Change of variables on a double summation to yield a single sum

Question

I'm going through a proof in Monson's Statistical Digital Signal Processing and Modelling on page 98. They used the substitution $k=n-m$ in order to change the double summation into a single summation. I was hoping someone could show the steps in going from one step to the next.

$$\sum_{n=-N}^N\sum_{m=-N}^N r_x(n-m)e^{-j\omega (n-m)}=\sum_{k=-2N}^{2N} (2N+1-|k|)r_x(k)e^{-j\omega (k)}$$

I already asked my professor who said to look at the values of $n$ in $(-N,N)$ that makes $m=n-k$ fall outside the interval $(-N,N)$ for different values of $k=-2N,...2N$. Although that might be helpful for him to rationalize the step, it is not rigorous and lacks anyway of doing it again without reverse engineering it.
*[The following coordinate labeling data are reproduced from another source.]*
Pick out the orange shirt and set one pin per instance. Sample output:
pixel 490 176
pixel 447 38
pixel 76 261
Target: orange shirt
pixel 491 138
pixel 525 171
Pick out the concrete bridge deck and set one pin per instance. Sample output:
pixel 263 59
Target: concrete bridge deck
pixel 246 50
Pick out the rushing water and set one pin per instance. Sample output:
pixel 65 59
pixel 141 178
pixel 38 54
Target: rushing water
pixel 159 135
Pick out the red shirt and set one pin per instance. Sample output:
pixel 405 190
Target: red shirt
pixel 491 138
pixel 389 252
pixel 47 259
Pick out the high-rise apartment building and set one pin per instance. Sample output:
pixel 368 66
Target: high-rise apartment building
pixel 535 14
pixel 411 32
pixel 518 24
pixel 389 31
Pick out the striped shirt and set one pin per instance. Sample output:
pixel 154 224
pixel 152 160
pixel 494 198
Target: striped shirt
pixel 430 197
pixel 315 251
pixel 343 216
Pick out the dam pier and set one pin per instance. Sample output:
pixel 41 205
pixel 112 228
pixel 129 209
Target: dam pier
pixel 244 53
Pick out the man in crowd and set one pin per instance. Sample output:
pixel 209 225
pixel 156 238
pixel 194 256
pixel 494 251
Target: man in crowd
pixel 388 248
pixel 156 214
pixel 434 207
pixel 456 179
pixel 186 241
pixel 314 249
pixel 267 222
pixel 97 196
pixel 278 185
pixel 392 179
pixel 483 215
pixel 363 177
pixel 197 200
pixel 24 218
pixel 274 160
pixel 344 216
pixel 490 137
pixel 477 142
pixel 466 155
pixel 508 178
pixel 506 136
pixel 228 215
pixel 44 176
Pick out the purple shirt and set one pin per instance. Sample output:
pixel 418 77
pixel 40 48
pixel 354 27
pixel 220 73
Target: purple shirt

I would really be grateful for any guidance here.

Answer 1

But it is rigorous, just tedious. Unfortunately, the standard notation that makes this explicit gives square brackets two different meanings. With $[a]b$ denoting the coefficienf of $a$ in $b$ and $[p]$ denoting the truth-value as an integer of a proposition $p$, each $k$ from $-2N$ to $2N$ inclusive satisfies$$\begin{align}\left[r_x(k)e^{-j\omega(k)}\right]\left[\sum_{mn}r_x(n-m)e^{-j\omega(n-m)}\right]&=\sum_{mn}[n-m=k]\\&=\sum_m[-N-k\le m\le N-k]\\&=\min\{N-k,\,N\}-\max\{-N-k,\,-N\}+1\\&=2N+1-|k|.\end{align}$$In particular, the last $=$ is trivial for $k=0$, and switching to any nonzero $k$ will reduce the $\min$ by $|k|$ if $k>0$ or increase the $\max$ by $|k|$ if $k<0$.

Answer 2

There is a fairly straightforward way to think about the answer to this question. The motivation for thinking you should be able to collapse the double sum into a single sum is the observation that the summand (call it $f(n-m)=f(k)$) depends only on the difference $k=n-m$, so shouldn't we able to write it as a single sum over the possible values of $k$?
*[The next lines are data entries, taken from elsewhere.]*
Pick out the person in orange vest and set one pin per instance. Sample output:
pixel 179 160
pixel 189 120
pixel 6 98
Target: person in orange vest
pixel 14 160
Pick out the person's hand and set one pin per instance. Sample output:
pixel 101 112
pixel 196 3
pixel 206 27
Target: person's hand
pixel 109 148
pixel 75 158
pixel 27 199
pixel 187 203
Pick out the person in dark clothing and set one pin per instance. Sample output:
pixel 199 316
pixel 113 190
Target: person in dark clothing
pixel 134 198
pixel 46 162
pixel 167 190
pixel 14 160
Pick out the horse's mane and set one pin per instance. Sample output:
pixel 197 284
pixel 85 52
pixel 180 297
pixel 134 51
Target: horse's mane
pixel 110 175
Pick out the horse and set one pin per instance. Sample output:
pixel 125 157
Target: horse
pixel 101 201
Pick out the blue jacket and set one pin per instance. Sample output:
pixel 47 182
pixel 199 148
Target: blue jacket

The answer is yes, but we have to be a little bit careful how we do that. With $n\in\{-N,\ldots,N\}$ and similarly for $m$, $k\in\{-2N,\ldots,2N\}$. However, the key observation is that there are more possible pairs $(n,m)$ than there are individual values of $k$ (viz. $(2N+1)^2$ vs. $4N+1$), or in other words, different pairings of $n$ and $m$ yield the same $k=n-m$. Therefore, each term $f(k)$ in the sum over $k$ comes with a multiplicity $m(k)$ that counts how many ways we can make each $k$ out of different pairs $(n,m)$ in the original sum. The value of $m(k)$ depends on the limits of the original sums over $n$ and $m$, but in this case (both limits from $-N$ to $N$), $m(k)=2N+1-|k|$. Therefore, $$ \sum_{n=-N}^N\sum_{m=-N}^N f(n-m) = \sum_{k=-2N}^{2N} m(k)\cdot f(k) = \sum_{k=-2N}^{2N} (2N+1-|k|)\,f(k) ~.$$

So why is $m(k)=2N+1-|k|$? There are fancier ways to derive this, but the most straightforward is to make a table of values of $k$ for pairs $(n,m)$. From the table it's quite clear that there are $2N+1$ ways to make $k=0$: $N$ ways for $n=m=1,\ldots,N$, then $N$ more ways for $n=m=-1,\ldots,-N$, and one more way with $n=m=0$. Then observe that since $n=k+m$ there's one fewer way to make $k=1$ because $n$ has to be 1 bigger than $m$, so you lose any pairing with the smallest $n$ (here $n=-N$) or the largest $m$ (here $m=N$). Similarly, there are two fewer ways to make $k=2$, three fewer ways to make $k=3$, and so on (and similarly for $k<0$). And that's it.

Another way to visualize the counting is to picture the possible values of $n$ as dots on a number line, and similarly for $m$. If you "stack" the row of $n$ dots above the row of $m$ dots, the value of $k$ is then just the difference of the two rows. The vertical pairings that give you $k=0$ are the ones where the two rows are aligned, from which it is clear that there are as many such pairings as there are individual values of $n$ or $m$. The pairings that give you $k=1$ are those for which the $m$ row is shifted one unit to the right so each value of $m$ is paired with $n=m+1$ directly above it, and thus there's one fewer pairing between $n$ and $m$ that gives $k=1$ ... and so on.

Once you see why it works, it's fine to get fancy, but sometimes it's good to take it down to basics. We're counting stuff.